Es de suma importación crear políticas públicas y cambios culturales, hay acciones individuales y colectivas que pueden marcar una diferencia algunas de ellas pueden ser:

A nivel personal y familiar:

  • Repartir tareas: fomentar acuerdos justos entre parejas y familiares.
  • Organizar el tiempo: priorizar actividades y establecer horarios claros para cada área.
  • Buscar apoyo: crear redes comunitarias de cuidado compartido

Ámbito laboral:

  • Promover la flexibilidad: esquema hibrido o jornada escalonada.
  • Fomentar corresponsabilidad: licencias de paternidad, horarios con enfoque familiar

Desde el sector público:

  • Impulsar el Sistema Estatal de Cuidados, para ampliar el acceso a guarderías y apoyos para personas dependientes.
  • Reconocer el trabajo no remunerado en políticas sociales y económicas.

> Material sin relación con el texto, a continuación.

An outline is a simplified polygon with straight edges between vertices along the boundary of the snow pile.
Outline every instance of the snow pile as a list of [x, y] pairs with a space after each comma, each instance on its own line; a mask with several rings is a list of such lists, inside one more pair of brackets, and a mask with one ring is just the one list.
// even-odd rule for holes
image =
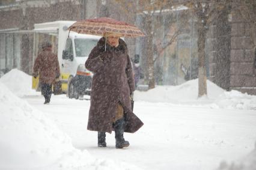
[[256, 143], [255, 149], [244, 158], [231, 165], [224, 161], [218, 170], [256, 170]]
[[136, 169], [75, 148], [53, 121], [1, 82], [0, 108], [0, 169]]
[[198, 98], [198, 79], [177, 86], [157, 87], [146, 92], [136, 91], [136, 101], [205, 105], [212, 108], [256, 110], [256, 96], [238, 91], [227, 91], [207, 80], [207, 97]]
[[236, 90], [224, 91], [215, 103], [220, 108], [256, 110], [256, 96]]
[[[211, 100], [222, 94], [224, 90], [207, 80], [208, 99]], [[135, 91], [135, 100], [150, 102], [169, 102], [172, 103], [194, 103], [198, 102], [198, 79], [187, 81], [177, 86], [156, 87], [147, 92]]]
[[41, 94], [32, 89], [32, 77], [17, 68], [4, 74], [0, 78], [0, 82], [19, 97]]

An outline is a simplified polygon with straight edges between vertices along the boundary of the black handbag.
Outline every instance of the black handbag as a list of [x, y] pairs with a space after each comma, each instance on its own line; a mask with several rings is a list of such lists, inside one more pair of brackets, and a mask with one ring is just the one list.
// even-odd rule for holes
[[53, 94], [54, 95], [62, 94], [62, 90], [61, 88], [61, 80], [57, 79], [53, 84]]

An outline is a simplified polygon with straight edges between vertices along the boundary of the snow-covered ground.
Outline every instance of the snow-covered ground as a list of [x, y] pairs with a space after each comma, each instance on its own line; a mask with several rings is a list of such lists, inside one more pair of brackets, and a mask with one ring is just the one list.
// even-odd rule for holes
[[198, 99], [197, 80], [136, 91], [145, 124], [117, 150], [114, 133], [102, 148], [87, 130], [89, 100], [44, 105], [31, 80], [17, 69], [0, 78], [0, 169], [256, 169], [256, 96], [207, 81]]

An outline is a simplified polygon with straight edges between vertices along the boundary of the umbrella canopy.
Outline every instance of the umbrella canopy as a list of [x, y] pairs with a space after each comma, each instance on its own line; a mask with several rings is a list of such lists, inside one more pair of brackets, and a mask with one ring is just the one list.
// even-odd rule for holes
[[102, 37], [105, 37], [108, 34], [115, 34], [124, 37], [145, 36], [137, 27], [124, 22], [108, 17], [78, 21], [71, 25], [68, 29], [80, 34]]

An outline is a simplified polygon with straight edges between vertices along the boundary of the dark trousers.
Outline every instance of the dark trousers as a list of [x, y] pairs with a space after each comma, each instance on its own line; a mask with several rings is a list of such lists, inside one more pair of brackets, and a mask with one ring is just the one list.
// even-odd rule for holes
[[50, 96], [52, 96], [52, 84], [41, 83], [41, 94], [44, 97], [45, 101], [47, 103], [50, 102]]

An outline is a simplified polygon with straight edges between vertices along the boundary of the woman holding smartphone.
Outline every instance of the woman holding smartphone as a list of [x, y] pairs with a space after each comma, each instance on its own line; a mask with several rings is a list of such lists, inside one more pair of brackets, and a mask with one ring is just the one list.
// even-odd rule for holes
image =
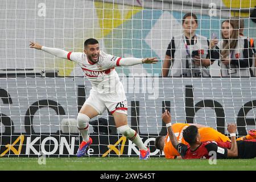
[[196, 34], [197, 17], [187, 13], [182, 19], [183, 32], [173, 36], [166, 51], [162, 75], [171, 77], [209, 77], [207, 67], [213, 63], [209, 57], [210, 43], [207, 38]]
[[220, 52], [219, 65], [222, 77], [250, 77], [253, 49], [246, 38], [239, 35], [239, 20], [225, 20], [221, 23], [222, 39], [216, 48]]

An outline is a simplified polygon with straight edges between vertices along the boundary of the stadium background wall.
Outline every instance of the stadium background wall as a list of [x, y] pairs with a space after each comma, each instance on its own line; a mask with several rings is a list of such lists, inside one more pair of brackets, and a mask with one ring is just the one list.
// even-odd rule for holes
[[[59, 69], [61, 76], [81, 76], [83, 72], [73, 63], [34, 52], [28, 45], [34, 40], [48, 47], [68, 51], [82, 51], [88, 38], [99, 40], [105, 52], [124, 57], [164, 57], [173, 36], [182, 31], [181, 19], [187, 13], [195, 13], [199, 19], [197, 33], [210, 38], [214, 33], [220, 38], [221, 22], [231, 16], [244, 18], [244, 35], [256, 38], [256, 23], [250, 20], [249, 9], [256, 6], [253, 0], [205, 0], [193, 1], [123, 0], [18, 0], [3, 1], [0, 14], [0, 68], [33, 68]], [[141, 1], [142, 2], [142, 1]], [[40, 14], [43, 3], [45, 16]], [[211, 10], [211, 8], [212, 10]], [[209, 13], [214, 11], [212, 16]], [[143, 72], [161, 72], [162, 62], [144, 65]], [[218, 76], [216, 61], [211, 75]], [[131, 67], [117, 68], [128, 76]]]
[[[181, 82], [179, 78], [126, 77], [122, 82], [129, 103], [129, 124], [150, 146], [152, 155], [160, 154], [154, 147], [154, 138], [166, 134], [161, 119], [166, 109], [171, 110], [173, 122], [187, 119], [224, 134], [229, 122], [236, 122], [239, 135], [255, 127], [256, 78], [188, 78]], [[85, 78], [1, 78], [0, 85], [1, 154], [33, 156], [44, 150], [50, 156], [74, 155], [81, 138], [77, 133], [63, 133], [60, 123], [76, 118], [88, 98], [91, 85]], [[119, 151], [123, 146], [119, 154], [125, 156], [138, 152], [116, 133], [108, 111], [100, 117], [108, 119], [112, 133], [93, 134], [90, 126], [92, 155], [102, 156], [108, 145], [115, 145]]]

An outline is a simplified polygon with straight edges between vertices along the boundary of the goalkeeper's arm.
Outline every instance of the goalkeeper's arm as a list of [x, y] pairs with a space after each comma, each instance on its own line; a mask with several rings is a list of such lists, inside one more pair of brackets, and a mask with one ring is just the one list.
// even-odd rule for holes
[[55, 56], [63, 59], [67, 59], [68, 52], [65, 51], [64, 50], [57, 49], [56, 48], [51, 48], [42, 46], [40, 45], [39, 43], [32, 42], [30, 42], [30, 48], [34, 48], [36, 49], [44, 51]]

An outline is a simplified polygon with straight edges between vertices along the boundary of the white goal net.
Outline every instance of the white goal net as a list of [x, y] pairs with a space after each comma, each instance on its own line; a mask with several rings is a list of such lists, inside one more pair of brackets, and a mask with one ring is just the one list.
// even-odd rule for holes
[[[227, 134], [227, 124], [235, 122], [239, 136], [255, 129], [254, 0], [1, 0], [0, 4], [1, 156], [73, 156], [81, 141], [76, 118], [89, 96], [90, 82], [75, 63], [30, 48], [30, 41], [82, 52], [84, 41], [93, 38], [111, 55], [156, 57], [156, 64], [115, 69], [128, 101], [129, 125], [150, 146], [152, 156], [163, 154], [154, 141], [167, 133], [161, 118], [165, 109], [171, 111], [173, 123], [202, 124]], [[210, 44], [213, 39], [225, 39], [224, 20], [238, 22], [248, 47], [244, 51], [243, 44], [237, 46], [235, 61], [247, 61], [243, 68], [249, 75], [223, 76], [221, 61], [216, 59], [206, 67], [209, 76], [174, 76], [174, 69], [181, 69], [174, 63], [166, 69], [168, 76], [162, 76], [172, 39], [176, 49], [169, 52], [175, 49], [176, 59], [172, 63], [182, 60], [179, 52], [183, 56], [188, 49], [208, 49], [203, 43], [182, 47], [183, 38], [176, 39], [184, 34], [183, 16], [191, 13], [197, 21], [194, 41], [208, 39]], [[234, 70], [238, 72], [240, 64]], [[90, 124], [93, 143], [87, 156], [138, 155], [138, 148], [117, 133], [108, 110]]]

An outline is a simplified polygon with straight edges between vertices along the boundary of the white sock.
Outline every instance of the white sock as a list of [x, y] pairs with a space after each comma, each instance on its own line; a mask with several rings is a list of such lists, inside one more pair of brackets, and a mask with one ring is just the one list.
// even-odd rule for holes
[[123, 136], [130, 139], [139, 147], [139, 150], [147, 150], [147, 148], [142, 142], [142, 140], [136, 131], [131, 129], [128, 125], [123, 125], [117, 128], [117, 131]]
[[85, 142], [89, 141], [89, 121], [90, 118], [86, 114], [79, 113], [77, 115], [77, 127]]

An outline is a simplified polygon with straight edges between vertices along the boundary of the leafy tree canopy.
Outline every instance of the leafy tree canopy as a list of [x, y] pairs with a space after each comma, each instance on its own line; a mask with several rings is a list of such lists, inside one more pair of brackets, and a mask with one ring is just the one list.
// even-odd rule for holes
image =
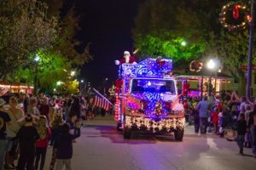
[[57, 20], [46, 17], [46, 10], [44, 3], [34, 0], [1, 0], [0, 78], [26, 66], [39, 49], [51, 47]]

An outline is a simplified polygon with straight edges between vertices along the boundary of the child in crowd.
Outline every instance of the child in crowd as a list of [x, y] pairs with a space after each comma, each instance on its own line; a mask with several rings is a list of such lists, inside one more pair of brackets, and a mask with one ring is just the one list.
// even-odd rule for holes
[[28, 114], [26, 118], [26, 124], [17, 133], [19, 139], [20, 156], [18, 162], [17, 170], [34, 169], [35, 142], [40, 138], [36, 128], [32, 125], [32, 116]]
[[212, 124], [213, 124], [213, 128], [214, 128], [214, 133], [218, 133], [218, 109], [216, 107], [214, 109], [214, 111], [212, 114]]
[[[55, 141], [56, 137], [58, 134], [61, 133], [62, 130], [62, 116], [61, 115], [55, 115], [52, 123], [51, 123], [51, 132], [52, 136], [50, 139], [50, 145], [54, 146], [54, 143]], [[49, 170], [53, 170], [55, 165], [56, 162], [56, 153], [57, 150], [56, 148], [53, 147], [52, 149], [52, 156], [51, 156], [51, 161], [49, 165]]]
[[245, 116], [243, 113], [239, 115], [239, 120], [236, 122], [237, 126], [237, 145], [239, 146], [239, 153], [243, 155], [243, 142], [244, 137], [247, 133], [247, 122], [245, 121]]
[[73, 140], [80, 136], [80, 125], [75, 125], [78, 133], [71, 134], [70, 127], [67, 123], [62, 126], [62, 133], [56, 138], [55, 148], [57, 150], [56, 170], [62, 170], [65, 166], [66, 170], [71, 170], [71, 159], [73, 156]]
[[38, 121], [37, 130], [40, 135], [40, 139], [36, 143], [36, 161], [35, 169], [38, 168], [38, 162], [41, 158], [40, 170], [44, 169], [46, 150], [49, 143], [49, 139], [51, 135], [50, 129], [48, 128], [47, 118], [45, 116], [40, 116]]

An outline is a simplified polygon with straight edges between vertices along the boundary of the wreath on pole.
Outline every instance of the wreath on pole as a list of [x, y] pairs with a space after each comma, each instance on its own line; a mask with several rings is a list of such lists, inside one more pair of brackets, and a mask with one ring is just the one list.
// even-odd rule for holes
[[251, 21], [250, 9], [241, 2], [230, 2], [223, 6], [219, 21], [229, 31], [245, 29]]

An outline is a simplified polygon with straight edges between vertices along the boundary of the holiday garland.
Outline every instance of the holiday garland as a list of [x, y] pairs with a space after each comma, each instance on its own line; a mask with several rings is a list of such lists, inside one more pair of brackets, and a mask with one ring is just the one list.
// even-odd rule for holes
[[251, 21], [249, 8], [241, 2], [230, 2], [223, 6], [219, 21], [229, 31], [245, 29]]

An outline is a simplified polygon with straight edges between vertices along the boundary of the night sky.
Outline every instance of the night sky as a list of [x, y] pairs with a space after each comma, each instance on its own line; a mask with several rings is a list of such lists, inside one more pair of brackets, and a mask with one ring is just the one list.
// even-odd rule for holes
[[78, 38], [90, 42], [94, 60], [81, 69], [81, 76], [95, 86], [117, 77], [114, 60], [133, 49], [131, 29], [138, 5], [144, 0], [73, 0], [81, 18]]

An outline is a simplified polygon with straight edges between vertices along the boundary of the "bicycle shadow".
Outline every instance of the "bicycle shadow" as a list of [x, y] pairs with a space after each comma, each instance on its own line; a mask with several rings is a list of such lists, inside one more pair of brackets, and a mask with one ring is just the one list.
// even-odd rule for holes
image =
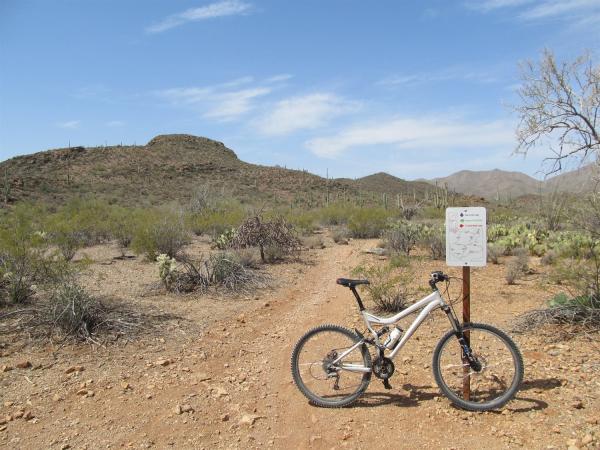
[[[548, 403], [539, 398], [525, 397], [519, 395], [523, 392], [532, 389], [541, 390], [552, 390], [561, 386], [560, 380], [556, 378], [539, 378], [534, 380], [526, 380], [523, 382], [519, 393], [512, 402], [513, 407], [510, 407], [510, 411], [513, 414], [527, 413], [531, 411], [541, 411], [548, 408]], [[411, 383], [405, 383], [401, 389], [405, 392], [398, 392], [397, 389], [388, 392], [366, 392], [363, 396], [353, 404], [353, 407], [357, 408], [373, 408], [385, 405], [394, 405], [398, 407], [415, 407], [419, 406], [421, 402], [435, 400], [443, 395], [437, 390], [436, 387], [429, 385], [415, 386]], [[519, 404], [524, 402], [525, 405], [520, 406]], [[509, 403], [510, 405], [510, 403]], [[516, 406], [516, 407], [515, 407]], [[451, 405], [452, 408], [460, 409]], [[502, 410], [490, 411], [493, 414], [502, 414]]]
[[[362, 397], [353, 404], [353, 407], [373, 408], [377, 406], [395, 405], [398, 407], [415, 407], [423, 401], [442, 397], [435, 388], [431, 386], [414, 386], [410, 383], [402, 385], [404, 393], [399, 393], [397, 388], [385, 392], [365, 392]], [[431, 389], [433, 392], [428, 392]]]

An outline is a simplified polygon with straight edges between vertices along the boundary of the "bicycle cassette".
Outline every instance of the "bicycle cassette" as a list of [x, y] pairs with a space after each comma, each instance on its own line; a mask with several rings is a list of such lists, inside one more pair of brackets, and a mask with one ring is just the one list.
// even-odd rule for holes
[[386, 357], [378, 357], [373, 363], [373, 373], [380, 380], [389, 380], [394, 375], [394, 363]]

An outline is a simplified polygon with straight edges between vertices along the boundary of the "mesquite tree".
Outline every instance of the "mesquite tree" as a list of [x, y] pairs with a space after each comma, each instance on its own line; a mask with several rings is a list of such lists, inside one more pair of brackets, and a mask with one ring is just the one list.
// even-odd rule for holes
[[600, 150], [600, 66], [585, 53], [572, 62], [557, 62], [545, 50], [540, 62], [521, 65], [521, 104], [516, 153], [536, 146], [554, 153], [552, 172], [571, 156], [584, 161]]

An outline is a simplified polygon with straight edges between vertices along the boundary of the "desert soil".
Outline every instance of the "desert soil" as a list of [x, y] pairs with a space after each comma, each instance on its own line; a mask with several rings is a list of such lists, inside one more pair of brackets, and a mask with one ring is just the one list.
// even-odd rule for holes
[[[321, 323], [360, 327], [350, 292], [335, 279], [377, 260], [363, 253], [375, 241], [326, 244], [304, 252], [305, 262], [269, 268], [274, 287], [238, 299], [165, 295], [149, 289], [152, 264], [115, 260], [108, 246], [86, 249], [95, 261], [88, 288], [152, 312], [155, 323], [105, 346], [0, 336], [0, 447], [600, 448], [597, 335], [513, 335], [525, 360], [521, 391], [501, 411], [472, 413], [441, 396], [431, 373], [448, 329], [440, 312], [397, 357], [392, 390], [373, 377], [352, 407], [311, 406], [291, 379], [292, 348]], [[474, 270], [472, 319], [508, 330], [541, 305], [550, 293], [534, 267], [515, 286], [502, 265]], [[459, 275], [425, 258], [413, 269], [420, 286], [434, 269]]]

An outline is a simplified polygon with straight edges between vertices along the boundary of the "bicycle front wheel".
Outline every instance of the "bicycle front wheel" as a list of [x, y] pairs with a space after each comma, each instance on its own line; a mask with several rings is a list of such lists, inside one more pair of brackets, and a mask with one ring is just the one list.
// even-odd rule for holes
[[300, 338], [292, 353], [292, 376], [311, 403], [324, 408], [348, 406], [367, 389], [371, 355], [366, 346], [359, 345], [340, 359], [358, 342], [355, 333], [338, 325], [321, 325]]
[[[435, 381], [460, 408], [472, 411], [500, 408], [515, 396], [523, 380], [521, 353], [506, 333], [491, 325], [470, 323], [463, 326], [463, 332], [481, 367], [474, 370], [469, 365], [454, 331], [450, 331], [433, 354]], [[465, 391], [465, 385], [470, 392]]]

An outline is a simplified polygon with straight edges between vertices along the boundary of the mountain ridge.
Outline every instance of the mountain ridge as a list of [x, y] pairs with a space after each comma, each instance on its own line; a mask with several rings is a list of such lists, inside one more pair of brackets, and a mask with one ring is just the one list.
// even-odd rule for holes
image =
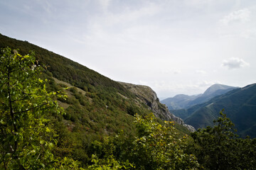
[[236, 88], [238, 87], [215, 84], [208, 87], [203, 94], [192, 96], [178, 94], [173, 98], [162, 100], [161, 102], [166, 104], [169, 110], [172, 112], [174, 110], [188, 108], [192, 106], [206, 102], [215, 96], [223, 94]]

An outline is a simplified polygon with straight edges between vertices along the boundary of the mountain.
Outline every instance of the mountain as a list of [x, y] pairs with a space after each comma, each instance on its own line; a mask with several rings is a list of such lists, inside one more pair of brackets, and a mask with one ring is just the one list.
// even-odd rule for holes
[[173, 98], [167, 98], [162, 100], [161, 103], [166, 105], [170, 110], [178, 110], [186, 108], [190, 102], [201, 95], [202, 94], [188, 96], [185, 94], [178, 94]]
[[196, 129], [213, 125], [213, 119], [222, 109], [235, 125], [238, 135], [256, 137], [256, 84], [235, 89], [183, 110], [187, 115], [184, 121]]
[[[181, 118], [171, 113], [166, 106], [160, 103], [156, 92], [150, 87], [124, 82], [119, 83], [136, 96], [137, 101], [144, 103], [149, 107], [149, 110], [153, 110], [157, 118], [165, 120], [174, 120], [178, 125], [186, 127], [191, 132], [194, 132], [196, 130], [193, 126], [185, 124]], [[176, 128], [180, 129], [181, 126], [176, 125]]]
[[207, 89], [206, 91], [202, 94], [202, 96], [190, 101], [186, 106], [186, 108], [189, 108], [191, 106], [206, 102], [215, 96], [225, 94], [237, 88], [238, 87], [230, 86], [219, 84], [213, 84], [210, 86], [208, 89]]
[[[49, 91], [63, 90], [67, 100], [59, 100], [66, 114], [50, 118], [58, 134], [58, 150], [61, 155], [72, 155], [76, 160], [88, 163], [93, 153], [92, 143], [120, 130], [135, 133], [134, 114], [149, 113], [175, 123], [181, 133], [189, 133], [180, 118], [171, 115], [161, 104], [155, 93], [146, 86], [138, 86], [136, 93], [129, 86], [114, 81], [83, 65], [53, 52], [0, 34], [0, 47], [19, 49], [22, 55], [35, 52], [38, 64], [45, 66], [44, 79]], [[132, 86], [132, 85], [129, 85]], [[137, 89], [137, 87], [135, 87]], [[150, 90], [149, 90], [150, 89]], [[172, 117], [171, 117], [172, 116]], [[182, 121], [181, 121], [182, 120]], [[159, 119], [159, 121], [162, 121]], [[178, 123], [181, 124], [179, 125]], [[184, 125], [184, 126], [183, 126]]]
[[173, 98], [168, 98], [164, 99], [161, 102], [164, 104], [166, 104], [169, 110], [171, 110], [171, 112], [174, 112], [174, 114], [176, 114], [177, 111], [174, 110], [188, 108], [193, 105], [206, 102], [215, 96], [225, 94], [228, 91], [236, 88], [237, 87], [215, 84], [207, 89], [203, 94], [193, 96], [178, 94]]

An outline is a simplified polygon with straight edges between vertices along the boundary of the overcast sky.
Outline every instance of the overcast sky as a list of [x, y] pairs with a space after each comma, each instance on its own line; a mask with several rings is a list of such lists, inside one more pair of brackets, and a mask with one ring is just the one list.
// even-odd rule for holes
[[256, 83], [255, 0], [1, 0], [0, 33], [160, 98]]

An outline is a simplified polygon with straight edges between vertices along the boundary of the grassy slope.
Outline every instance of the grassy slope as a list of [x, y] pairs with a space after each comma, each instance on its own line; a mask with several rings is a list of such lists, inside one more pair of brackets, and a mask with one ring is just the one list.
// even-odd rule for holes
[[114, 135], [121, 130], [132, 135], [133, 115], [151, 112], [119, 83], [85, 66], [26, 41], [0, 34], [0, 47], [7, 46], [18, 48], [21, 55], [35, 52], [39, 63], [48, 67], [43, 75], [50, 80], [50, 90], [70, 87], [65, 90], [68, 98], [59, 101], [66, 114], [52, 118], [56, 120], [59, 134], [56, 153], [60, 155], [88, 162], [94, 140]]
[[224, 108], [225, 113], [235, 123], [240, 135], [256, 137], [256, 84], [235, 89], [196, 107], [196, 109], [191, 108], [190, 116], [185, 120], [186, 123], [196, 128], [213, 125], [212, 120]]

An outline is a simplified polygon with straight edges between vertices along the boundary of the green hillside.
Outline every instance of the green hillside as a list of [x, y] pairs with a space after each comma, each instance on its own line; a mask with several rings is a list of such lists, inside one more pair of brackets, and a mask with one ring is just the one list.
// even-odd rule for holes
[[[114, 136], [120, 130], [132, 135], [134, 115], [154, 112], [147, 103], [119, 83], [63, 56], [27, 41], [0, 35], [0, 47], [5, 47], [18, 49], [21, 55], [35, 52], [38, 64], [47, 67], [43, 77], [49, 80], [48, 90], [69, 88], [65, 90], [68, 99], [58, 101], [66, 114], [52, 118], [56, 120], [59, 140], [63, 141], [58, 146], [60, 154], [73, 155], [77, 160], [88, 162], [93, 141]], [[189, 132], [181, 125], [176, 125]]]
[[[0, 47], [0, 169], [256, 167], [256, 139], [234, 135], [233, 124], [223, 113], [215, 126], [191, 133], [191, 127], [170, 113], [149, 86], [114, 81], [1, 35]], [[206, 124], [217, 116], [221, 103], [238, 103], [229, 112], [255, 112], [255, 89], [252, 84], [234, 90], [215, 98], [218, 105], [213, 99], [191, 109], [208, 113], [198, 117]], [[252, 115], [229, 115], [254, 132]]]
[[183, 111], [188, 117], [185, 123], [196, 128], [213, 125], [218, 113], [225, 109], [227, 116], [235, 123], [242, 137], [256, 137], [256, 84], [248, 85], [213, 98]]

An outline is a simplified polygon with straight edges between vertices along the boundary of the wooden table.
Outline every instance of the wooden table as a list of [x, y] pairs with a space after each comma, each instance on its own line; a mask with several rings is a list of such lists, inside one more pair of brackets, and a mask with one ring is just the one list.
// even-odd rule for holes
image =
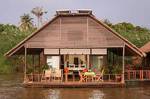
[[94, 72], [85, 72], [84, 76], [86, 76], [86, 82], [92, 81], [93, 82], [93, 77], [95, 76]]

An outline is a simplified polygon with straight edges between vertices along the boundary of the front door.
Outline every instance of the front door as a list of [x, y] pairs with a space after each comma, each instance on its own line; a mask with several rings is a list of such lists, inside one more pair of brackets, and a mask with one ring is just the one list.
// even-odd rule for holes
[[59, 63], [59, 56], [47, 56], [47, 65], [49, 66], [49, 68], [59, 69]]

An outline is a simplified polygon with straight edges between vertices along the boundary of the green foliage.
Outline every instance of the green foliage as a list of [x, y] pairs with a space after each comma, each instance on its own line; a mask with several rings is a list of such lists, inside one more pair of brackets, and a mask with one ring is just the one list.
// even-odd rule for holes
[[23, 32], [15, 25], [0, 24], [0, 73], [10, 73], [16, 70], [17, 67], [12, 64], [15, 59], [5, 59], [4, 54], [33, 31], [34, 29]]
[[134, 26], [133, 24], [126, 22], [114, 25], [111, 24], [109, 21], [106, 21], [105, 23], [116, 32], [118, 32], [120, 35], [135, 44], [137, 47], [142, 47], [145, 43], [150, 41], [150, 30], [147, 28]]

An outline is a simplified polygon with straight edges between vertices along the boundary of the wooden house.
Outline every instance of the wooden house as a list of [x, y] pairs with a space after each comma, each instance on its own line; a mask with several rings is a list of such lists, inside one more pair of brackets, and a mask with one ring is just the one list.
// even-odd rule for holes
[[[14, 55], [24, 55], [25, 85], [87, 87], [124, 85], [125, 57], [145, 53], [91, 10], [67, 10], [56, 11], [54, 18], [5, 54]], [[118, 65], [120, 72], [111, 71]]]

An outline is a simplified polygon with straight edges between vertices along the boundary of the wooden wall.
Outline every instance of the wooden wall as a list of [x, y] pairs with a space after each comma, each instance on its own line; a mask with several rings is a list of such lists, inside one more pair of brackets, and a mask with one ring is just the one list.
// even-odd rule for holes
[[61, 16], [27, 42], [29, 48], [97, 48], [123, 41], [89, 16]]

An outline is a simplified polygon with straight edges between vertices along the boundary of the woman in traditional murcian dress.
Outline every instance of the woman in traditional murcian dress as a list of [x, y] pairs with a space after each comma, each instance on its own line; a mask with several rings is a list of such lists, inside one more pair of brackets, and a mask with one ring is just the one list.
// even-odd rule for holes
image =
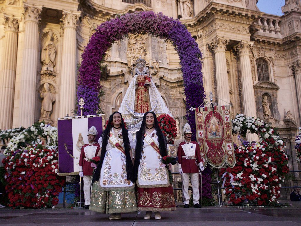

Las mujeres en Nuevo León están presentes en todos los sectores: lideran negocios, sostienen familias dinamizan la economía. Pero su doble jornada sigue siendo una deuda pendiente con el sistema. Conciliar trabajo y vida familiar no debe recaer solo en ellas. Es momento de que empresas, gobierno y hombres asuman su parte. Solo así se construirá un futuro más justo.